Fourth, we optimized Cas9 delivery methods and guide RNA design. We assessed the relative effectiveness of using either pre-assembled RNP complexes of guide RNAs and Cas9 or DNA expression vectors to deliver editing reagents to gonads. Using both delivery methods, we also assessed the effectiveness of guide RNAs differing only in the penultimate nucleotide at the 3′ end of their target-specific sequences (GG, AG, CG, or UG). We found that Cas9 editing is more robust using RNPs than using DNA expression vectors. GG guides are crucial for successful editing using DNA expression vectors and are the most effective guides when using RNPs.

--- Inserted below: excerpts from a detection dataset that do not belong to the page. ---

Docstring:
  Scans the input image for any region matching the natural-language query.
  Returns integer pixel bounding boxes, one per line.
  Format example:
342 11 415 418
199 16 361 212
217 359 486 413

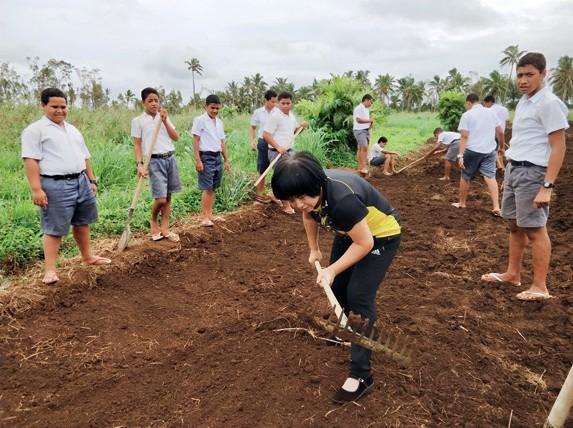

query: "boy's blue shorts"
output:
462 149 496 181
40 173 97 236
197 152 223 190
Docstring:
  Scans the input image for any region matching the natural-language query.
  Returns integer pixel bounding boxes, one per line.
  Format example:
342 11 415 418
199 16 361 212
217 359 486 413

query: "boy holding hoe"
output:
131 88 181 242
22 88 111 284
191 95 230 227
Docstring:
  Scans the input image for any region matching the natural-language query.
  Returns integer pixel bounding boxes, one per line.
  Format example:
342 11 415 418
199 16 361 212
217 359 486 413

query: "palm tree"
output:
374 73 396 104
499 45 526 102
549 55 573 104
185 58 203 99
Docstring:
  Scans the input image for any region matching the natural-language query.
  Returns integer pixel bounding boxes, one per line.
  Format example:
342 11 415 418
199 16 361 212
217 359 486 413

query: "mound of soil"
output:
0 129 573 427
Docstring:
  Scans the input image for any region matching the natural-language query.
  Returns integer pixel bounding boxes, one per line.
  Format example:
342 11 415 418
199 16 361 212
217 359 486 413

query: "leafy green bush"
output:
438 91 465 131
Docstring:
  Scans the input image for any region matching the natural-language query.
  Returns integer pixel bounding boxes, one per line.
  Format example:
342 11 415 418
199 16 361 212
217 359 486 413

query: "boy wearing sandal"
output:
131 88 181 242
22 88 111 284
481 52 569 301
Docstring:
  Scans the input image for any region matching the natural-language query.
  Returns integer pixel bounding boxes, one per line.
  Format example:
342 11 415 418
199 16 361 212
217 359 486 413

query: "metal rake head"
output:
315 311 412 365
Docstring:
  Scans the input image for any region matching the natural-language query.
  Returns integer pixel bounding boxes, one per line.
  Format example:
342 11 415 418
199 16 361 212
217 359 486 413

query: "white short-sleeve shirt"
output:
131 112 175 156
251 106 278 138
264 108 298 149
458 104 501 153
22 116 90 175
352 103 370 131
489 103 509 132
191 112 225 152
368 144 384 161
505 87 569 166
438 131 462 146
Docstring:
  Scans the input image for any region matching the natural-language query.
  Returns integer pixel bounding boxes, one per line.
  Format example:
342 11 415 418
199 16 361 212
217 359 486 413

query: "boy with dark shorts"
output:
22 88 111 284
424 128 462 181
452 94 505 217
191 95 230 227
482 52 569 301
250 90 277 204
131 88 181 242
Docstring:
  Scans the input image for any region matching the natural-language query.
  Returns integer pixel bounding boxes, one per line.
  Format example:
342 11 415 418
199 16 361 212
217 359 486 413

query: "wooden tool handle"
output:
251 128 304 187
125 118 161 213
314 260 348 328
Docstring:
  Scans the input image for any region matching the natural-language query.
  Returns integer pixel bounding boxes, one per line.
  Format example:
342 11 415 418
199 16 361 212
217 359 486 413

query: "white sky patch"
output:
0 0 573 99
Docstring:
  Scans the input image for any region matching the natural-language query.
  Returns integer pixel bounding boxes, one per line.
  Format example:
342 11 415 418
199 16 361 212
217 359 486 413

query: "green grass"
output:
0 105 437 274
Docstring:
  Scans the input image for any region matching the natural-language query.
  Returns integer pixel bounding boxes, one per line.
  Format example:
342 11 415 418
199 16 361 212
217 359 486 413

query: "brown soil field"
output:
0 129 573 428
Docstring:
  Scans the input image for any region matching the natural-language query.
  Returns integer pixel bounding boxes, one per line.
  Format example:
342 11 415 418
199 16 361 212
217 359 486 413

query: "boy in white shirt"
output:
191 95 230 227
131 88 181 242
368 137 400 175
352 94 374 175
482 52 569 301
22 88 111 284
263 92 306 214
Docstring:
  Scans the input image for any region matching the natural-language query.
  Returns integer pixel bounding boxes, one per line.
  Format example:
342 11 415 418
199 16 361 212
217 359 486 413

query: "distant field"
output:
0 106 438 275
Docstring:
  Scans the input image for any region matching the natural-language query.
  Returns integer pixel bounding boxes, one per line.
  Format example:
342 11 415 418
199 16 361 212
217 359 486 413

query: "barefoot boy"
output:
482 52 569 300
22 88 111 284
251 90 277 204
368 137 400 175
424 128 462 181
263 92 306 214
191 95 230 227
131 88 181 242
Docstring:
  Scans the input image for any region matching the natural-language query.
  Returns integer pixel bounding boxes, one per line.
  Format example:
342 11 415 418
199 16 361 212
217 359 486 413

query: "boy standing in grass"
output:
368 137 400 175
424 128 462 181
251 90 277 204
482 52 569 301
22 88 111 284
191 95 230 227
263 92 306 214
131 88 181 242
352 94 374 175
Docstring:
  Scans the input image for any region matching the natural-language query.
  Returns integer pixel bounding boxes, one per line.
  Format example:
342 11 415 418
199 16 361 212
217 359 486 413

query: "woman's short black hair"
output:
271 152 326 201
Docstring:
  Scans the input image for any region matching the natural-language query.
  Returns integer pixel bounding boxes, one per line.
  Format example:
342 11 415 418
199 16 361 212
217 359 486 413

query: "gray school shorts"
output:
197 152 223 190
352 129 370 147
501 163 549 227
40 174 97 236
147 156 181 199
444 140 465 162
462 149 496 181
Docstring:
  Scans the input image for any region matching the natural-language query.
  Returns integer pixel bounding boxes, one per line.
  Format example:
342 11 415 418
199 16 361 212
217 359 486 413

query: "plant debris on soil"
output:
0 128 573 427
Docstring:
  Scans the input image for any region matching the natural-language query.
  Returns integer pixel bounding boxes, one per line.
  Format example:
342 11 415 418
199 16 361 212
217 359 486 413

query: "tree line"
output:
0 45 573 112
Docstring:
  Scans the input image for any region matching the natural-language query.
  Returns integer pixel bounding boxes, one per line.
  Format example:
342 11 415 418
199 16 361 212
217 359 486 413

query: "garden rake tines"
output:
315 261 412 365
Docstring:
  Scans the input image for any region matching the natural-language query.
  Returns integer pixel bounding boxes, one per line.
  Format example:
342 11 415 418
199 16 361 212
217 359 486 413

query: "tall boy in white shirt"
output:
482 52 569 301
191 95 230 227
131 88 181 242
22 88 111 284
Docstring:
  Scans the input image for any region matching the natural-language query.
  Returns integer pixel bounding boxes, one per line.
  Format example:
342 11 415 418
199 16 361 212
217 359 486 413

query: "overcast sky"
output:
0 0 573 97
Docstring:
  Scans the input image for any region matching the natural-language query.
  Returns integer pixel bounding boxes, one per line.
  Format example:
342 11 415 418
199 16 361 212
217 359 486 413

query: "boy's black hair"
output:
278 91 292 101
466 94 479 104
205 94 221 106
271 152 326 201
265 89 277 101
516 52 547 73
141 88 159 101
40 88 68 105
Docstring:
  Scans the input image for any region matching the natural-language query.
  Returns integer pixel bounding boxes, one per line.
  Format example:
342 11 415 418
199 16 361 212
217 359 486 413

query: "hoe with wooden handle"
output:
117 118 161 251
314 261 411 365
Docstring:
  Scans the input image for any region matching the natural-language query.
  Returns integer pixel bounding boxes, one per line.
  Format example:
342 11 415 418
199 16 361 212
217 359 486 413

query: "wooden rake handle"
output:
314 260 348 328
251 128 304 187
125 118 162 213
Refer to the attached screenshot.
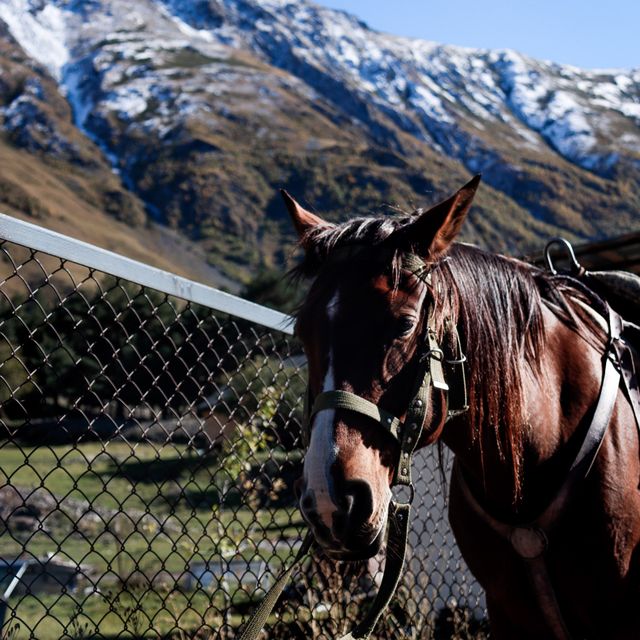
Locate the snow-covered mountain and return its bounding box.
[0,0,640,278]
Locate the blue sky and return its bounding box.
[316,0,640,68]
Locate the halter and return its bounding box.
[240,247,468,640]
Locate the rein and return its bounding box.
[239,254,468,640]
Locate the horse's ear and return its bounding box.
[391,175,480,259]
[280,189,326,240]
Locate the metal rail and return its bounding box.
[0,213,293,335]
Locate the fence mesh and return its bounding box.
[0,235,487,640]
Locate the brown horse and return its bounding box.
[284,179,640,640]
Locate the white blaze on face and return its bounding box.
[303,291,339,529]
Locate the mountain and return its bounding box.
[0,0,640,280]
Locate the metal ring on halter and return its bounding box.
[544,237,584,276]
[392,483,416,504]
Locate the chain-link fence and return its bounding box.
[0,216,487,640]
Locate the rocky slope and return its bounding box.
[0,0,640,278]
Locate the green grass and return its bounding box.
[0,442,301,640]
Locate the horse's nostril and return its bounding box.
[331,480,373,546]
[300,492,313,511]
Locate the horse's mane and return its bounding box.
[293,210,598,499]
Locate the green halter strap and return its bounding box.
[239,254,466,640]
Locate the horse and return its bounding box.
[283,177,640,640]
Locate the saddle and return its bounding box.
[544,238,640,380]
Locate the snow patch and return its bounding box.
[0,0,70,81]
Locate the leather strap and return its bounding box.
[309,389,401,440]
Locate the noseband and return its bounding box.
[240,248,468,640]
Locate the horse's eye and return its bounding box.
[398,316,416,336]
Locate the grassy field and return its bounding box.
[0,442,301,640]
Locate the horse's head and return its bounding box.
[283,179,479,559]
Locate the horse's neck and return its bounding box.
[443,302,602,518]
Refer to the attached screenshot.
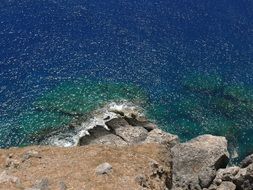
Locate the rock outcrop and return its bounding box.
[0,144,172,190]
[172,135,229,190]
[0,110,253,190]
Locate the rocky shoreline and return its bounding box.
[0,110,253,190]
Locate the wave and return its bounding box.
[40,100,145,147]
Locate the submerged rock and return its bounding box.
[182,74,223,93]
[114,126,148,144]
[143,129,179,147]
[78,126,127,146]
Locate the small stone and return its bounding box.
[217,181,236,190]
[33,178,49,190]
[199,167,216,188]
[0,171,20,184]
[240,154,253,168]
[96,162,112,175]
[59,181,68,190]
[22,150,42,162]
[135,174,150,188]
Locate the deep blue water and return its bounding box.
[0,0,253,158]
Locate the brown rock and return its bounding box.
[172,135,229,189]
[0,144,172,190]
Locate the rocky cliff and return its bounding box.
[0,116,253,190]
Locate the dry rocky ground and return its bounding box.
[0,117,253,190]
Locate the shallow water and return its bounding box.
[0,0,253,160]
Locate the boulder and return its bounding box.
[144,128,179,147]
[217,181,236,190]
[79,134,127,146]
[172,135,229,189]
[240,154,253,168]
[213,164,253,190]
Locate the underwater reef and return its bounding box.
[149,74,253,158]
[10,74,253,160]
[14,80,147,146]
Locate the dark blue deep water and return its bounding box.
[0,0,253,160]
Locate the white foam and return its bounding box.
[41,101,144,147]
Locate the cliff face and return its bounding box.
[0,144,172,190]
[0,113,253,190]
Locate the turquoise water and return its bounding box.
[0,0,253,160]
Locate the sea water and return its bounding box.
[0,0,253,161]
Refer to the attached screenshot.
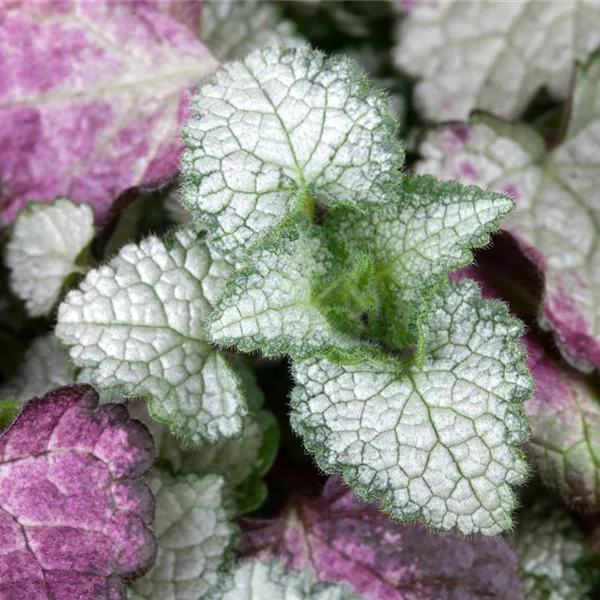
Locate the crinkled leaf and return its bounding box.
[454,267,600,511]
[417,52,600,370]
[209,221,364,358]
[181,47,404,256]
[0,0,217,223]
[396,0,600,122]
[202,0,305,60]
[238,478,523,600]
[128,471,237,600]
[0,385,156,600]
[5,198,95,317]
[205,560,364,600]
[291,279,532,535]
[512,501,590,600]
[127,364,279,512]
[326,177,513,356]
[56,229,246,444]
[524,335,600,510]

Fifth, we expanded the repertoire of easily scorable co-conversion markers used to identify Cas9-edited animals that likely also carry edits in targets of interest. The markers dramatically narrow the search for edited loci that fail to cause visible phenotypes. The C. elegans marker zen-4 is selectable, causing edited animals to thrive in a population of temperature-sensitive lethal mutants. The second marker ben-1 serves as a co-conversion marker appropriate for diverse nematode species. Cas9-induced ben-1 mutations confer dominant resistance to the drug benomyl in both C. elegans and C. briggsae, allowing animals of both species to be mobile rather than paralyzed in the presence of the drug.

Sixth, we explored the timing, location, frequency, sex dependence, and categories of DSB repair events. For this purpose, we designed allele-specific targets of Cas9 to be contributed during mating from either male or hermaphrodite germ cells. We found that male sperm DNA is generally more permissive to Cas9 editing than DNA from hermaphrodite germ cells. Furthermore, the frequency of recovering repair events in the target gene of interest is higher if editable alleles of both the target gene and co-conversion marker are introduced from the same parent during mating. Lastly, both imprecise repair and HDR from either exogenous repair templates or homologous chromosomes occur at unexpectedly high frequencies after fertilization in embryos.